Tearful stories from people who could not visit an aging parent will likely be one of the memories associated with COVID-19. Suffering or dying alone, without the usual support networks, has also been a reality for persons with other illnesses. That is spawning new conversations about what is essential in both healing and dying.
A broader understanding of health care may be one of the constructive legacies of COVID-19. It is reinforcing the importance of mental health and palliative care, both of which have received increased attention in recent years. Basics, such as a shelter, access to washrooms for the homeless, and nutritious food are no longer taken for granted. Largely missing from the discussion in Canada is the importance of spiritual care, especially at end-of-life or critical care moments.
Should spiritual care be deemed essential care in some cases or all cases? I heard about a case of rules being broken to allow a woman dying from cancer a visit from her pastor. In other seemingly similar cases such requests have been denied. Family may be the closest connection, but it cannot be assumed that family can or will provide spiritual care. In some institutions, nurses and doctors are providing spiritual care as best they can. From the perspective of patients, practices are inconsistent. Anecdotal evidence suggests even less access to spiritual care for questioning patients than for patients with strong connections to a recognized religion.

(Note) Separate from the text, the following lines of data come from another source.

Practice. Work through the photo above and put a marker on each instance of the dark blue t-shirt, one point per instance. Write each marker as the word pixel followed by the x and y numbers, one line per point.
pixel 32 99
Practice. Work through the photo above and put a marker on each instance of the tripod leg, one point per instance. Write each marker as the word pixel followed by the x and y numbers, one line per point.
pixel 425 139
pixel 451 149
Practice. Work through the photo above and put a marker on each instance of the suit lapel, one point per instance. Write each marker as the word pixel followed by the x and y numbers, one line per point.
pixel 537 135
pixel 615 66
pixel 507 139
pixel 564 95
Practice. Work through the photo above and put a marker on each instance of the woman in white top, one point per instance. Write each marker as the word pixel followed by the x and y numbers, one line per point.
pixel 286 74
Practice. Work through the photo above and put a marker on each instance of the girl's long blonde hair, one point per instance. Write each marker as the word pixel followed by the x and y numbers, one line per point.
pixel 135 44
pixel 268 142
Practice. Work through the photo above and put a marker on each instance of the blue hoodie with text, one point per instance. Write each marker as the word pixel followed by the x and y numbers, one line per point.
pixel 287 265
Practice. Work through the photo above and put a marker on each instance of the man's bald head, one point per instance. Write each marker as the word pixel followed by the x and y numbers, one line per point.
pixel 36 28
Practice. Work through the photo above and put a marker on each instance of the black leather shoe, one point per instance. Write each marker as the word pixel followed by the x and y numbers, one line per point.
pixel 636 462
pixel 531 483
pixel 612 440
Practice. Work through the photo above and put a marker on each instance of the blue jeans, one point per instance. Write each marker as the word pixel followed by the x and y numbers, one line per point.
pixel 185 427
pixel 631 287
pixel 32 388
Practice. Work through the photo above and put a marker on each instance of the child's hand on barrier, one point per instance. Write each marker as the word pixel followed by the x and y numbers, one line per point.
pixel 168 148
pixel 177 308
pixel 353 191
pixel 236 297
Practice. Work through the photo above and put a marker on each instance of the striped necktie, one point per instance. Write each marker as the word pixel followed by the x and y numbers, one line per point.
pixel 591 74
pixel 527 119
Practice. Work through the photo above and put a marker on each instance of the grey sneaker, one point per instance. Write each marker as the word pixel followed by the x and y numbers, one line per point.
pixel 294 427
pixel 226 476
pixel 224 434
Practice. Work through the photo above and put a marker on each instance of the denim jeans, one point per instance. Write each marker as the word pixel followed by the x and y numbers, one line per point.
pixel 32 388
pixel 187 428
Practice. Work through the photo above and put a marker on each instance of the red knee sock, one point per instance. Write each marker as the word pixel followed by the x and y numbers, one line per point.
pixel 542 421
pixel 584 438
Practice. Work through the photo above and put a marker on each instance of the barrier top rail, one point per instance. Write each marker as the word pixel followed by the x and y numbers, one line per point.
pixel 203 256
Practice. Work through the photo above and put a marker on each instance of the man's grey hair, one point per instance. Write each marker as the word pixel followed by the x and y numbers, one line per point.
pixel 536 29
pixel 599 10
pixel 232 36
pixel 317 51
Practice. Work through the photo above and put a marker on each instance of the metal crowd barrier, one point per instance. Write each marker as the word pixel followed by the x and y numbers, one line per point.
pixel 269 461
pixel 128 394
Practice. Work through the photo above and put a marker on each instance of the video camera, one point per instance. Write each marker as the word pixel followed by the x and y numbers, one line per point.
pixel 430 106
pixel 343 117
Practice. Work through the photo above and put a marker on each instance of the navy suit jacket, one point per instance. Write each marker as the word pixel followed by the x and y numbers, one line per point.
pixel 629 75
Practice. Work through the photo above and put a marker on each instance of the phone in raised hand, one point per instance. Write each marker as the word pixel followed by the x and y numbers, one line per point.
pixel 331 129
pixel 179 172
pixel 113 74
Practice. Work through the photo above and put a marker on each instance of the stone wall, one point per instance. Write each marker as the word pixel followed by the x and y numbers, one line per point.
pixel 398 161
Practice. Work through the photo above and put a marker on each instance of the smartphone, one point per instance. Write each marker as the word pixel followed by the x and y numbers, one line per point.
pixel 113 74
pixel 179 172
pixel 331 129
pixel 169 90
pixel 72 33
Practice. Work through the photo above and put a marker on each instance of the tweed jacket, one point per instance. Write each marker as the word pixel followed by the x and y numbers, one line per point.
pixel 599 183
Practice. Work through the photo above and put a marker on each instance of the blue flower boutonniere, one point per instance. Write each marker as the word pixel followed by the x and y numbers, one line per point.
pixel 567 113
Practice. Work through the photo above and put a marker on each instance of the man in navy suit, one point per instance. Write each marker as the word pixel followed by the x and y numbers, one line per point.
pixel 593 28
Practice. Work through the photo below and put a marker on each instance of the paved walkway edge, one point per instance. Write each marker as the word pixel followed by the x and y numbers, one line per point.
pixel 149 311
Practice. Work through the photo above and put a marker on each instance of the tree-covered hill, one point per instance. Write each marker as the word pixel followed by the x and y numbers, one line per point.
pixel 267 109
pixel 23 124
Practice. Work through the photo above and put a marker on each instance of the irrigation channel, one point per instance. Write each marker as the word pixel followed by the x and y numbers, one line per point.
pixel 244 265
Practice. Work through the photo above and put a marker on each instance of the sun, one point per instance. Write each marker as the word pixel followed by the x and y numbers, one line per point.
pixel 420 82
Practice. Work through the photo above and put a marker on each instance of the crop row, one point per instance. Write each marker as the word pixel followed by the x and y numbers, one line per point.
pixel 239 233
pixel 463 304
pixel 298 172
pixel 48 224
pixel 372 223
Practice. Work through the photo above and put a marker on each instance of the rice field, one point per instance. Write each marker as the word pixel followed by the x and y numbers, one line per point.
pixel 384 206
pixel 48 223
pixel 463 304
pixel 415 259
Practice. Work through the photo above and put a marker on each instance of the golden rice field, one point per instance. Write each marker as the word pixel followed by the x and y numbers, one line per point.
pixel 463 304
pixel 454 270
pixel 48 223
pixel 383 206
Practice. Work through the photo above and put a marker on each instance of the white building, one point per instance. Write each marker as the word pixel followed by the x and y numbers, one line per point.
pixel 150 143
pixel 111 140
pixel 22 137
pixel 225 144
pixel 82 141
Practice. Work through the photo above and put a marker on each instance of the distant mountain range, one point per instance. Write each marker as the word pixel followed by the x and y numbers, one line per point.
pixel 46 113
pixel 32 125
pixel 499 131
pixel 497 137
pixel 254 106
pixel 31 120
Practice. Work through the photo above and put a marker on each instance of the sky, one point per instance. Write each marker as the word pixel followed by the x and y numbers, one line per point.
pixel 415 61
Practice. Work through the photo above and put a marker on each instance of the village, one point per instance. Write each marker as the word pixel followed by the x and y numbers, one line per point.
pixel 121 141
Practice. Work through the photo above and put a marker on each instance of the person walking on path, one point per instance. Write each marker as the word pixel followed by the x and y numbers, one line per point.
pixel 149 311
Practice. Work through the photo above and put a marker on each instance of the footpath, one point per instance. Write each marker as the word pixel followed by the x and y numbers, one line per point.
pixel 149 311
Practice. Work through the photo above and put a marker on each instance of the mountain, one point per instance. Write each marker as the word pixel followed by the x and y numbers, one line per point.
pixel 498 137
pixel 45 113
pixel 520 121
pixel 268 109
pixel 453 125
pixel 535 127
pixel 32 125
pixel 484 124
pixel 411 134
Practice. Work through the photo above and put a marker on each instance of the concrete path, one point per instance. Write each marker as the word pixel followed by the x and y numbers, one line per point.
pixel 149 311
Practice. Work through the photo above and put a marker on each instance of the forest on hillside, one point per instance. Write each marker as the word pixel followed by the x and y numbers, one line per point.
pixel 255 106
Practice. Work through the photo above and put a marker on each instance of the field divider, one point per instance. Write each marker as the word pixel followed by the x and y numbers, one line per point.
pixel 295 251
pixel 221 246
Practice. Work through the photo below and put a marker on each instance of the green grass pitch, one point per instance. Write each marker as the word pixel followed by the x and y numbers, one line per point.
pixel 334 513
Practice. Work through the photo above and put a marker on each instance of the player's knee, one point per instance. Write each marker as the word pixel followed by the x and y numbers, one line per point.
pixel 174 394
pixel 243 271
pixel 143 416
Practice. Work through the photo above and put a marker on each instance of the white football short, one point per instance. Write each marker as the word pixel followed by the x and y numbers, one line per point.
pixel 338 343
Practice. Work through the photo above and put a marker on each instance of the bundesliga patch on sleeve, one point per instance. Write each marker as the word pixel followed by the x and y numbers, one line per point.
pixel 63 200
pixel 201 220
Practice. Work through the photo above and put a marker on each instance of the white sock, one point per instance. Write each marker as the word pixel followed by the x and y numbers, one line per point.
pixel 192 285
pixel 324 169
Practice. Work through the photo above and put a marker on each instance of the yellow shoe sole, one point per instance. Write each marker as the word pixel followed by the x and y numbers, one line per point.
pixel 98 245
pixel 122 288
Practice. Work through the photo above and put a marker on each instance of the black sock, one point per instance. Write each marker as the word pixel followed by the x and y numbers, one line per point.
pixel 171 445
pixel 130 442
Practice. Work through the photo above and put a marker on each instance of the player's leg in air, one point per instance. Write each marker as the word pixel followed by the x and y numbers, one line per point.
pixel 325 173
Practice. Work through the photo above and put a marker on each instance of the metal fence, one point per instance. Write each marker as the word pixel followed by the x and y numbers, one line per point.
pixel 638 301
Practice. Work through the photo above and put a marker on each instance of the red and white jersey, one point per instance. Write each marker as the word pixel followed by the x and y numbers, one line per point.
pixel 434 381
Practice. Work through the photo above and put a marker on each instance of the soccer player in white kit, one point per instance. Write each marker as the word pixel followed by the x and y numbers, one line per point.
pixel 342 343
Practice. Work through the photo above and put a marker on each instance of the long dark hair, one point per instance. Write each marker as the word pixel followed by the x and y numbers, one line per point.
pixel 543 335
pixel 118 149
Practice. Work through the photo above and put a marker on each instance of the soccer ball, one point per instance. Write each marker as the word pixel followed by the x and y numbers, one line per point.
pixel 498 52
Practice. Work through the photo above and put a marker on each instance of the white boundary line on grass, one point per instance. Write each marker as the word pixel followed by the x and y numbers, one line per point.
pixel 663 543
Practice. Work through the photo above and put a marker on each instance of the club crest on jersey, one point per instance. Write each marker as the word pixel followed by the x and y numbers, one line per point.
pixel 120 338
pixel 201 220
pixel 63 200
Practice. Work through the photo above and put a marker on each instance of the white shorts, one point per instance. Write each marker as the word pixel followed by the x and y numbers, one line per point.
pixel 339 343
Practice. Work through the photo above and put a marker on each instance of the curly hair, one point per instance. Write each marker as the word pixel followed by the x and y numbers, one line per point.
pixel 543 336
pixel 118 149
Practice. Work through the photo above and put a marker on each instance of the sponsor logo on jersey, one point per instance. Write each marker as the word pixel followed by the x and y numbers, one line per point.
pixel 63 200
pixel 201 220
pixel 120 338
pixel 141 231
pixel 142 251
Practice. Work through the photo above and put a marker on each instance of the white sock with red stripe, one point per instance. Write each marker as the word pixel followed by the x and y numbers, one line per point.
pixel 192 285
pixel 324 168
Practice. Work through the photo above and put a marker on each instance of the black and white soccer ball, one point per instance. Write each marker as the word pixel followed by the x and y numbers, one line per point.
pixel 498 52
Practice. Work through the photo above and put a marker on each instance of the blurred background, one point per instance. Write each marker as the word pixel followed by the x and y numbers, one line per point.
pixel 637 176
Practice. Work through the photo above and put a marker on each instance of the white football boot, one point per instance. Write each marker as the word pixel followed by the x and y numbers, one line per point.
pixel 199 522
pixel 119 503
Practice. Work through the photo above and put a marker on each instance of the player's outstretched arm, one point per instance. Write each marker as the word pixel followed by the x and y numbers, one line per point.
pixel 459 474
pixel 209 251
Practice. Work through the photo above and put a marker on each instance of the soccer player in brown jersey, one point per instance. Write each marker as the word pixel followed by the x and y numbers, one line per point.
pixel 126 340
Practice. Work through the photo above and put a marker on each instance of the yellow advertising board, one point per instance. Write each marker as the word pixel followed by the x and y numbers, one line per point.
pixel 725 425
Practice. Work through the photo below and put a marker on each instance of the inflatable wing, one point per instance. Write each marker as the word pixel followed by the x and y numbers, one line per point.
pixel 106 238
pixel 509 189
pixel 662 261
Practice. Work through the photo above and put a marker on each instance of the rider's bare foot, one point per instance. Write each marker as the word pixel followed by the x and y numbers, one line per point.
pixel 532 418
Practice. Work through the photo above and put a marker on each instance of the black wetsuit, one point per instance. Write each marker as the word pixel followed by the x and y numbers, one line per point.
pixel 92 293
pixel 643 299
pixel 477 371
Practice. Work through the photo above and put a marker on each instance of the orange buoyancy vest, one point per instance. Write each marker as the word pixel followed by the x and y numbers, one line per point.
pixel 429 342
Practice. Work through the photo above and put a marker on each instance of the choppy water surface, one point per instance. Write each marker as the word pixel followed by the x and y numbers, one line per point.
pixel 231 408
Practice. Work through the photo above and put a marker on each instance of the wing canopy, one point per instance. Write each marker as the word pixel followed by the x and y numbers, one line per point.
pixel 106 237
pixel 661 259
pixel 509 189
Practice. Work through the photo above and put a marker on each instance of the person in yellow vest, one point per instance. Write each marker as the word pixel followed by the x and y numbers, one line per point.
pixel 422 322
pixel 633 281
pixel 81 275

Part of the problem is lack of clarity about what spiritual care really means, and some suspicion that it is not scientific enough for clinical health care settings. There are also legitimate concerns about manipulation of vulnerable people by religious leaders intent on deathbed conversions. The difference between spiritual care and mental health care is also questioned. Sometimes they are combined in psycho-spiritual care, or vaguely described in terms like “meaning-oriented counselling” or “comfort care.”
Spiritual care attends to a person’s spiritual or religious needs as he or she copes with illness, loss, grief or pain. Whether acute or chronic, illness raises questions about the meaning and purpose of life, losses, guilt and forgiveness, and relationships with divine or transcendent realities, to which patients may give different names. Dealing with those questions is widely recognized as part of the healing process. Spiritual care can be provided by different actors, such as chaplains, pastors who go into health care settings, or doctors and nurses as part of a more holistic approach to primary care.
The benefits of spiritual care for physical and emotional health are being documented in a growing body of research. The findings are not a surprise to Bible readers. Research shows that spiritual care reduces known barriers to healing and good health, such as guilt feelings, anger toward others, or self-rejection. It also has positive impacts for trust, hope, being at peace with losses, and ability to cope with changes. Findings show that being able to talk about doubts and fears, without judgement, is important for patients without formal religious affiliations, as well as for those who declare such affiliations. Impacts are stronger when care aligns with a patient’s beliefs or doubt, rather than preaching to or attempts to covert people in their sick-beds.
An opportunity for churches
Research findings have been slow to translate into recognition in health policy and practice. Attending to spiritual needs is now identified as one of the core domains in patient care by the World Health Organization. It is often acknowledged in codes of conduct or core value statements of health care institutions in Canada, but it is harder to find spiritual care explicitly named or intentionally integrated into practice. It is often discretionary rather than essential care.
In one research study of religion and spirituality in cancer care, 74 percent of nurses and 60 percent of doctors recognized its importance, but identified major barriers to providing such care. Time, training, confidence and clarity about whether it is part of a care-giver’s mandate are all factors that lead to inconsistent access to spiritual care from a patient point of view.
It is noteworthy that spiritual care is more prominent in policies and good practices for indigenous health care, part of what are called the “distinctives” of indigenous health care. Non-indigenous persons have the same need. Perhaps more holistic approaches to health care is one area where non-indigenous practices can learn from indigenous practices.
Lessons from COVID-19 are beginning to get attention. In my view, advocacy by faith-based organizations to recognize access to spiritual care as essential in health care might be an important, well-timed, achievable initiative.